Permissions of nvidia-container-runtime with podman not working
Ru13en opened this issue · 5 comments
1. Issue or feature description
For each system boot/reboot rootless podman does not work with the nvidia plugin.
I must run nvidia-smi, otherwise i get the error:
Error: error executing hook `/usr/bin/nvidia-container-toolkit` (exit code: 1): OCI runtime error
After that i also need to run the NVIDIA Device Node Verification script to proper startup the /dev/nvidia-uvm for CUDA applications as described in this post:
tensorflow/tensorflow#32623 (comment)
2. Steps to reproduce the issue
Install CentOS 8 with selinux enabled + Nvidia linux drivers.
Install podman and nvidia-container-runtime
Configure /etc/nvidia-container-runtime/config.toml (as attachment)
Reboot the HW
Run the command (it will fail if you dont use nvidia-smi & nvidia-device-node-verification, after each reboot):
podman run --privileged -it nvidia/cuda:11.3.1-base-centos8 nvidia-smi
podman run --privileged -it --rm tensorflow/tensorflow:latest-gpu python -c "import tensorflow as tf; print(tf.reduce_sum(tf.random.normal([1000, 1000])))"

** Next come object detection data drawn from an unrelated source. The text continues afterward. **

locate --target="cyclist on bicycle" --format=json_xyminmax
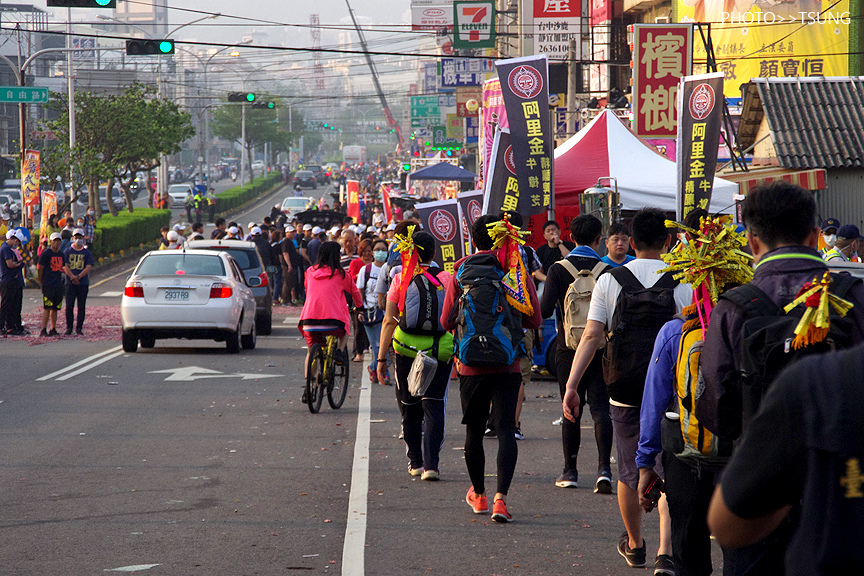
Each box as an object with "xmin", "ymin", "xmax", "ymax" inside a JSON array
[{"xmin": 297, "ymin": 242, "xmax": 363, "ymax": 390}]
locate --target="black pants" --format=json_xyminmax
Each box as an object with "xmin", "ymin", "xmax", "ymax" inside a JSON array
[
  {"xmin": 0, "ymin": 278, "xmax": 24, "ymax": 331},
  {"xmin": 555, "ymin": 348, "xmax": 612, "ymax": 472},
  {"xmin": 396, "ymin": 354, "xmax": 453, "ymax": 470},
  {"xmin": 66, "ymin": 284, "xmax": 90, "ymax": 332},
  {"xmin": 662, "ymin": 451, "xmax": 725, "ymax": 576},
  {"xmin": 459, "ymin": 372, "xmax": 522, "ymax": 494}
]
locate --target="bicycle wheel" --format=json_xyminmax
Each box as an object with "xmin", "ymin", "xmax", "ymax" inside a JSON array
[
  {"xmin": 306, "ymin": 344, "xmax": 326, "ymax": 414},
  {"xmin": 327, "ymin": 350, "xmax": 351, "ymax": 410}
]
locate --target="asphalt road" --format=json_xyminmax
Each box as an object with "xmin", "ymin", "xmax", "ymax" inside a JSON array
[{"xmin": 0, "ymin": 181, "xmax": 719, "ymax": 576}]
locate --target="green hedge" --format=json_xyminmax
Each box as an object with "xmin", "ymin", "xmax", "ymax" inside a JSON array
[
  {"xmin": 216, "ymin": 173, "xmax": 282, "ymax": 214},
  {"xmin": 93, "ymin": 208, "xmax": 171, "ymax": 258}
]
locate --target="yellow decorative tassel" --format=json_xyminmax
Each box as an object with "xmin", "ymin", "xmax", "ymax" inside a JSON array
[{"xmin": 783, "ymin": 272, "xmax": 852, "ymax": 350}]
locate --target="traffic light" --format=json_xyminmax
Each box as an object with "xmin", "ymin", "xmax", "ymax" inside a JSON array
[
  {"xmin": 228, "ymin": 92, "xmax": 255, "ymax": 102},
  {"xmin": 126, "ymin": 39, "xmax": 174, "ymax": 56},
  {"xmin": 48, "ymin": 0, "xmax": 117, "ymax": 8}
]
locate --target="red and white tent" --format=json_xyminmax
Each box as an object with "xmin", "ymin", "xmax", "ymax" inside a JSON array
[{"xmin": 555, "ymin": 110, "xmax": 738, "ymax": 213}]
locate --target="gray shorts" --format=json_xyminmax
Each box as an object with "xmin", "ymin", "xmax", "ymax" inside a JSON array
[{"xmin": 609, "ymin": 404, "xmax": 663, "ymax": 490}]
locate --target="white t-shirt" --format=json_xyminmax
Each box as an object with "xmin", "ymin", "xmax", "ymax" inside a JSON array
[
  {"xmin": 588, "ymin": 258, "xmax": 693, "ymax": 330},
  {"xmin": 357, "ymin": 263, "xmax": 383, "ymax": 308}
]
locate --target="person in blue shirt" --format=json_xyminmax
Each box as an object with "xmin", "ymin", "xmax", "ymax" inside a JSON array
[{"xmin": 600, "ymin": 222, "xmax": 636, "ymax": 268}]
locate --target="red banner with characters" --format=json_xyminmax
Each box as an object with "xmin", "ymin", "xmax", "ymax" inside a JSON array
[
  {"xmin": 632, "ymin": 24, "xmax": 693, "ymax": 138},
  {"xmin": 345, "ymin": 180, "xmax": 360, "ymax": 223},
  {"xmin": 21, "ymin": 150, "xmax": 41, "ymax": 206}
]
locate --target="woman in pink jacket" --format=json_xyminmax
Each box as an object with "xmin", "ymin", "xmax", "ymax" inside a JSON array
[{"xmin": 297, "ymin": 242, "xmax": 363, "ymax": 377}]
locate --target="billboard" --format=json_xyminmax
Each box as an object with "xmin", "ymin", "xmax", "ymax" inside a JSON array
[
  {"xmin": 632, "ymin": 24, "xmax": 693, "ymax": 138},
  {"xmin": 672, "ymin": 0, "xmax": 851, "ymax": 96},
  {"xmin": 453, "ymin": 0, "xmax": 495, "ymax": 48}
]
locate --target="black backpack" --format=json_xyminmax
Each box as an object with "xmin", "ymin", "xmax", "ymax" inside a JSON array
[
  {"xmin": 720, "ymin": 274, "xmax": 861, "ymax": 432},
  {"xmin": 454, "ymin": 254, "xmax": 526, "ymax": 366},
  {"xmin": 603, "ymin": 266, "xmax": 678, "ymax": 406}
]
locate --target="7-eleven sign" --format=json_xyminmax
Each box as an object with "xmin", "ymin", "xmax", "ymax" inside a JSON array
[{"xmin": 453, "ymin": 0, "xmax": 495, "ymax": 49}]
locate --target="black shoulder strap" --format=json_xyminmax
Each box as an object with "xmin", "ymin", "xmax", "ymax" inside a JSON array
[
  {"xmin": 609, "ymin": 266, "xmax": 645, "ymax": 291},
  {"xmin": 831, "ymin": 272, "xmax": 861, "ymax": 298},
  {"xmin": 720, "ymin": 283, "xmax": 780, "ymax": 318}
]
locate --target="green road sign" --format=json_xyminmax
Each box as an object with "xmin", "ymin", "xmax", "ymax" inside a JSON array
[{"xmin": 0, "ymin": 86, "xmax": 48, "ymax": 104}]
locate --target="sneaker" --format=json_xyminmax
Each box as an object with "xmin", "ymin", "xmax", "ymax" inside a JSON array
[
  {"xmin": 654, "ymin": 554, "xmax": 675, "ymax": 576},
  {"xmin": 594, "ymin": 470, "xmax": 612, "ymax": 494},
  {"xmin": 465, "ymin": 486, "xmax": 489, "ymax": 514},
  {"xmin": 618, "ymin": 532, "xmax": 645, "ymax": 568},
  {"xmin": 555, "ymin": 470, "xmax": 579, "ymax": 488},
  {"xmin": 492, "ymin": 500, "xmax": 513, "ymax": 522}
]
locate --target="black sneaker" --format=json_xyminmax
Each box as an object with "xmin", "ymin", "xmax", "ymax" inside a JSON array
[
  {"xmin": 555, "ymin": 470, "xmax": 579, "ymax": 488},
  {"xmin": 618, "ymin": 532, "xmax": 645, "ymax": 568},
  {"xmin": 594, "ymin": 470, "xmax": 612, "ymax": 494},
  {"xmin": 654, "ymin": 554, "xmax": 675, "ymax": 576}
]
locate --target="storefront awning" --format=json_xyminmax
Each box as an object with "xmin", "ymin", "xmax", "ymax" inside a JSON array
[{"xmin": 716, "ymin": 167, "xmax": 825, "ymax": 196}]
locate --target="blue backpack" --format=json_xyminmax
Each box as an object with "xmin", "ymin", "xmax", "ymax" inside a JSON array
[{"xmin": 454, "ymin": 254, "xmax": 526, "ymax": 367}]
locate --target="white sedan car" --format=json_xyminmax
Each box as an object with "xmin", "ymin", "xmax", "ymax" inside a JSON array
[{"xmin": 120, "ymin": 250, "xmax": 261, "ymax": 353}]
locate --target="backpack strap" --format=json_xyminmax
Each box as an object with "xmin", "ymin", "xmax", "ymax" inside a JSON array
[{"xmin": 720, "ymin": 282, "xmax": 780, "ymax": 318}]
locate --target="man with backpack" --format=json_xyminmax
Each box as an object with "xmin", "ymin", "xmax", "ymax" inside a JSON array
[
  {"xmin": 441, "ymin": 214, "xmax": 542, "ymax": 522},
  {"xmin": 696, "ymin": 181, "xmax": 864, "ymax": 576},
  {"xmin": 540, "ymin": 214, "xmax": 612, "ymax": 494},
  {"xmin": 563, "ymin": 208, "xmax": 692, "ymax": 573}
]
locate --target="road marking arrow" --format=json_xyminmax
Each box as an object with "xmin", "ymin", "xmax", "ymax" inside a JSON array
[{"xmin": 149, "ymin": 366, "xmax": 284, "ymax": 382}]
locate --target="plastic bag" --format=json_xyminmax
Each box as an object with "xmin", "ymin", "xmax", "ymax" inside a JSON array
[{"xmin": 408, "ymin": 352, "xmax": 438, "ymax": 396}]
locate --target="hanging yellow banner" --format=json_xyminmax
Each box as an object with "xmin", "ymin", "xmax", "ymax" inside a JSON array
[{"xmin": 673, "ymin": 0, "xmax": 851, "ymax": 97}]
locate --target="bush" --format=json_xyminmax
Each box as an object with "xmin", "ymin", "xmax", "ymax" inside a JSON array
[
  {"xmin": 216, "ymin": 173, "xmax": 282, "ymax": 214},
  {"xmin": 93, "ymin": 208, "xmax": 171, "ymax": 259}
]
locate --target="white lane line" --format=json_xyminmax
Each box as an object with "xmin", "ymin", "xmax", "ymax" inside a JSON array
[
  {"xmin": 57, "ymin": 350, "xmax": 123, "ymax": 380},
  {"xmin": 342, "ymin": 384, "xmax": 372, "ymax": 576},
  {"xmin": 36, "ymin": 346, "xmax": 121, "ymax": 382}
]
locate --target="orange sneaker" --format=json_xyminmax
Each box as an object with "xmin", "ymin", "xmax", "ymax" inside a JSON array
[
  {"xmin": 465, "ymin": 486, "xmax": 489, "ymax": 514},
  {"xmin": 492, "ymin": 500, "xmax": 513, "ymax": 522}
]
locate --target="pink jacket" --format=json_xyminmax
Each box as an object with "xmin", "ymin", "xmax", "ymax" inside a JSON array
[{"xmin": 300, "ymin": 266, "xmax": 363, "ymax": 334}]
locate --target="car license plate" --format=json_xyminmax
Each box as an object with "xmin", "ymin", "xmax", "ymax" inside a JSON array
[{"xmin": 165, "ymin": 290, "xmax": 189, "ymax": 300}]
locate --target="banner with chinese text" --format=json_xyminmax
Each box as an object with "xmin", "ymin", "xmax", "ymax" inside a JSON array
[
  {"xmin": 676, "ymin": 72, "xmax": 723, "ymax": 222},
  {"xmin": 632, "ymin": 24, "xmax": 693, "ymax": 138},
  {"xmin": 345, "ymin": 180, "xmax": 360, "ymax": 223},
  {"xmin": 21, "ymin": 150, "xmax": 42, "ymax": 206},
  {"xmin": 415, "ymin": 198, "xmax": 464, "ymax": 274},
  {"xmin": 453, "ymin": 0, "xmax": 495, "ymax": 49},
  {"xmin": 495, "ymin": 54, "xmax": 555, "ymax": 216},
  {"xmin": 672, "ymin": 0, "xmax": 860, "ymax": 96}
]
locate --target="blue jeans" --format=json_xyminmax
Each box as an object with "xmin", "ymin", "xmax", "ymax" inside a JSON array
[{"xmin": 363, "ymin": 322, "xmax": 381, "ymax": 372}]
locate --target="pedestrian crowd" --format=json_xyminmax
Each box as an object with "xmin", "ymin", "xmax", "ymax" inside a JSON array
[{"xmin": 299, "ymin": 182, "xmax": 864, "ymax": 576}]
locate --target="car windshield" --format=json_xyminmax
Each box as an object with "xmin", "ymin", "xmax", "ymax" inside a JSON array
[{"xmin": 135, "ymin": 252, "xmax": 225, "ymax": 276}]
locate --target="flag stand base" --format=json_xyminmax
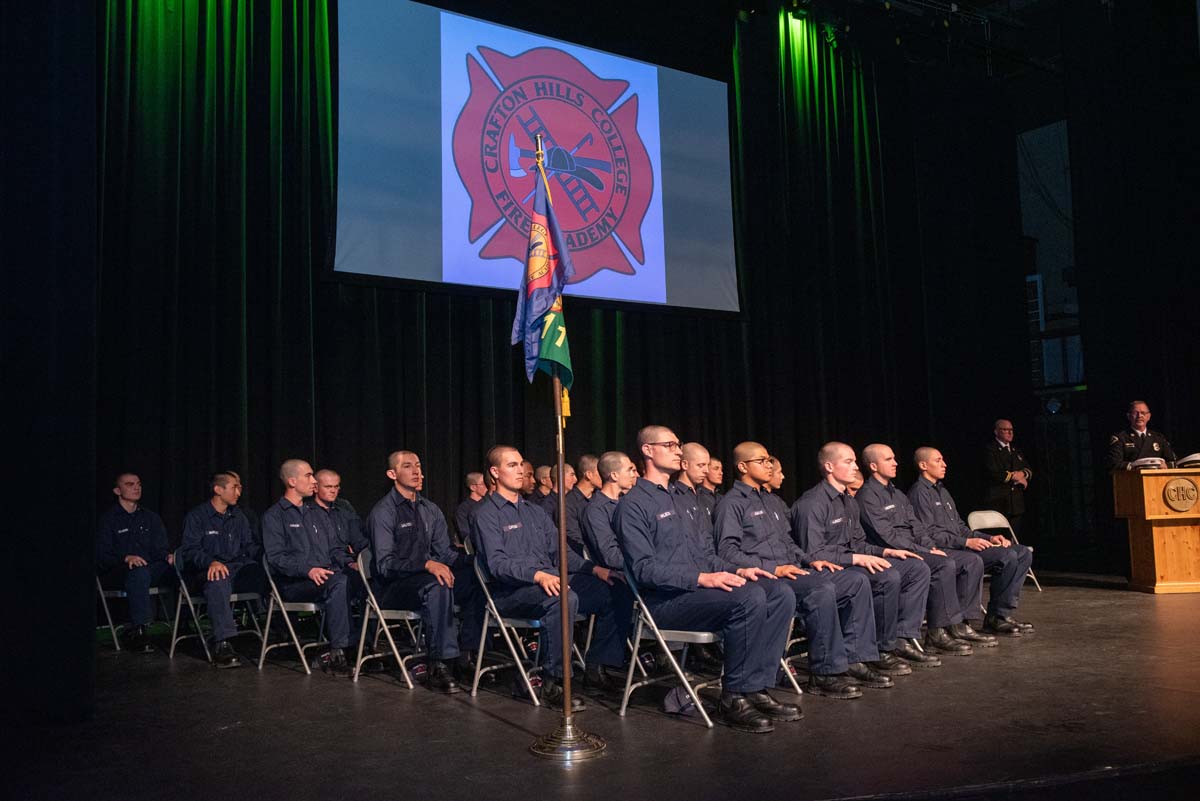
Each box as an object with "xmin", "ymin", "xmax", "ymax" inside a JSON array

Run the commands (it will work):
nvidia-smi
podman run --privileged -it nvidia/cuda:11.3.1-base-centos8 nvidia-smi
sh nvidia-device-node-verification.sh #(from https://docs.nvidia.com/cuda/cuda-installation-guide-linux/index.html#runfile-verifications)
podman run --privileged -it --rm tensorflow/tensorflow:latest-gpu python -c "import tensorflow as tf; print(tf.reduce_sum(tf.random.normal([1000, 1000])))"
3. Information to attach (optional if deemed irrelevant)
NAME="CentOS Linux"
VERSION="8"
ID="centos"
ID_LIKE="rhel fedora"
VERSION_ID="8"
PLATFORM_ID="platform:el8"
PRETTY_NAME="CentOS Linux 8"
ANSI_COLOR="0;31"
CPE_NAME="cpe:/o:centos:centos:8"
HOME_URL="https://centos.org/"
BUG_REPORT_URL="https://bugs.centos.org/"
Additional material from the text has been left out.